Nursing team make sleeping mats and tote bags for the homeless out of discarded operating room fabric.
Spend time with Gaye Harley, and it’s hard to imagine the ebullient nurse ever having been down on her luck. She oozes with optimism. But when she was 13, Harley was homeless, living with her two siblings and single mom in a motel and building meals around the dented cans of food her mother, Wanda, would scrounge. “My mother must’ve had 100 recipes for beans,” recalled Harley, 57, a patient navigator at Saint Francis Healthcare Hospital in Wilmington, USA.
“She was so strong, so positive, that she was able to lift us up on the little that we had.” Harley said. “She always told us, ‘There are always people worse off than you.’ ”
Wanda’s spirit lives on in Harley, who in late 2018 began rounding up her hospital’s operating room (OR) wraps — the oversize sheets of synthetic material in which sterilized OR instruments come packaged — and sewing them into portable mats and roomy tote bags to be distributed to people living on the streets.

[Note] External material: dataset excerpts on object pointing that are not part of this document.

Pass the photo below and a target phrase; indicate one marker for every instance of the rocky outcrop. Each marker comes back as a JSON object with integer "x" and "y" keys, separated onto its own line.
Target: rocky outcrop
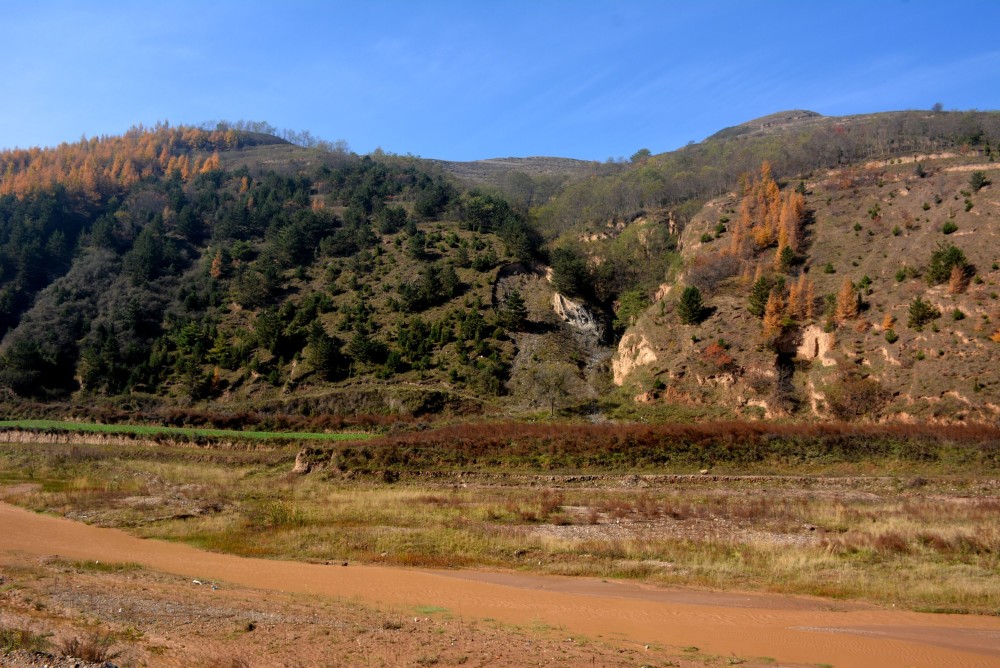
{"x": 577, "y": 316}
{"x": 816, "y": 345}
{"x": 634, "y": 350}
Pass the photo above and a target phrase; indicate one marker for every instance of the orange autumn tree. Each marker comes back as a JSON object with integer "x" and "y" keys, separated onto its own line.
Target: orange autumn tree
{"x": 102, "y": 166}
{"x": 766, "y": 216}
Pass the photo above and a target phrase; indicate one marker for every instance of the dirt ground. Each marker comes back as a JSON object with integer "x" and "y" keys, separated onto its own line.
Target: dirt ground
{"x": 155, "y": 619}
{"x": 178, "y": 606}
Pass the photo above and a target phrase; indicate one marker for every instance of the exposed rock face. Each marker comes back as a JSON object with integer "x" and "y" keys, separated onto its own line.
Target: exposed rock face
{"x": 634, "y": 350}
{"x": 577, "y": 315}
{"x": 816, "y": 345}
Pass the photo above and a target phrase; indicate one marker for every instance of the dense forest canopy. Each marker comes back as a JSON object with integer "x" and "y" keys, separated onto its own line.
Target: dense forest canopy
{"x": 185, "y": 262}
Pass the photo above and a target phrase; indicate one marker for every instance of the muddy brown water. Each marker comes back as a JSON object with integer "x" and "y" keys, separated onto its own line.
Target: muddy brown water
{"x": 796, "y": 630}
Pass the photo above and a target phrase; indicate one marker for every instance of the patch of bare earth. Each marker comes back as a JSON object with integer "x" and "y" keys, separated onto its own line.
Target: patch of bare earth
{"x": 152, "y": 619}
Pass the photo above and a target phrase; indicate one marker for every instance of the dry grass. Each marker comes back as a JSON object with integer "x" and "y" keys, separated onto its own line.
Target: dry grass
{"x": 916, "y": 541}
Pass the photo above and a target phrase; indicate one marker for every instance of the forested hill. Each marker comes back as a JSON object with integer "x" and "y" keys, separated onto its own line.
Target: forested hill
{"x": 139, "y": 264}
{"x": 187, "y": 265}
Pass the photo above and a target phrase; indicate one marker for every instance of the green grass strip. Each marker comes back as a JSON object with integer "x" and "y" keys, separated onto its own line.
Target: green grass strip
{"x": 145, "y": 430}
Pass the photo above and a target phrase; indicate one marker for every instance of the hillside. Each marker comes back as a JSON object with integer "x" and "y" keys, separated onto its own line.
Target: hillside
{"x": 876, "y": 240}
{"x": 234, "y": 270}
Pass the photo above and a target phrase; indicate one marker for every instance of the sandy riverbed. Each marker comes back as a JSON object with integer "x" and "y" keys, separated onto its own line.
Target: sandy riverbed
{"x": 794, "y": 630}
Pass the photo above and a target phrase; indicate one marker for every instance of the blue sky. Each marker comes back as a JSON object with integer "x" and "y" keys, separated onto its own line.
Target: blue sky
{"x": 468, "y": 80}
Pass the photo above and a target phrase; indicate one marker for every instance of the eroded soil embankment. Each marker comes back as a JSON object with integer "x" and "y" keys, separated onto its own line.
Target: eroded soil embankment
{"x": 807, "y": 631}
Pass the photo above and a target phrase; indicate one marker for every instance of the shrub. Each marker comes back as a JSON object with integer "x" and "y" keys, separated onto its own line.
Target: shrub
{"x": 943, "y": 259}
{"x": 978, "y": 180}
{"x": 921, "y": 313}
{"x": 854, "y": 397}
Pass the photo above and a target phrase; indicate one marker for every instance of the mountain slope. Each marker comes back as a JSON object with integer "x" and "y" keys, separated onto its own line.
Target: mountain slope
{"x": 878, "y": 229}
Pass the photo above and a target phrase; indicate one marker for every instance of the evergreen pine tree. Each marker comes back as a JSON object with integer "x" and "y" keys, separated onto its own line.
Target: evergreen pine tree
{"x": 691, "y": 308}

The mats are as useful as a barrier on the cold ground in winter as they are on overheated pavements in summer. And each is tagged with a ribbon that reads “You Are Loved.”
When she met with the head of the OR at Saint Francis about repurposing the wraps, she was encouraged to first get buy-in from his staff — which she promptly did. She then put out a call to hospital colleagues for sewing help and immediately heard from Jamie Powell, Saint Francis’ informatics director and a former pediatric nurse.
To date, Harley and Powell have distributed about 100 mats via the people who most often interact with those on Wilmington’s streets, from hospital security guards and social workers to EMTs and those who deliver care through the Saint Clare Medical Outreach Van. They create mats in two different sizes as well as tote bags, into which they place one of the 1,500 pairs of socks Harley arranged to have donated from a mission-driven footwear company.
Their project is more than a cuddly notion: Some figures estimate that repurposing hospital materials saves millions of dollars in the health-care industry (which produces more than 4.67 million tons of waste every year). From a sustainability perspective, efforts like You Are Loved reroute the OR materials, which are nonrecyclable, from landfills.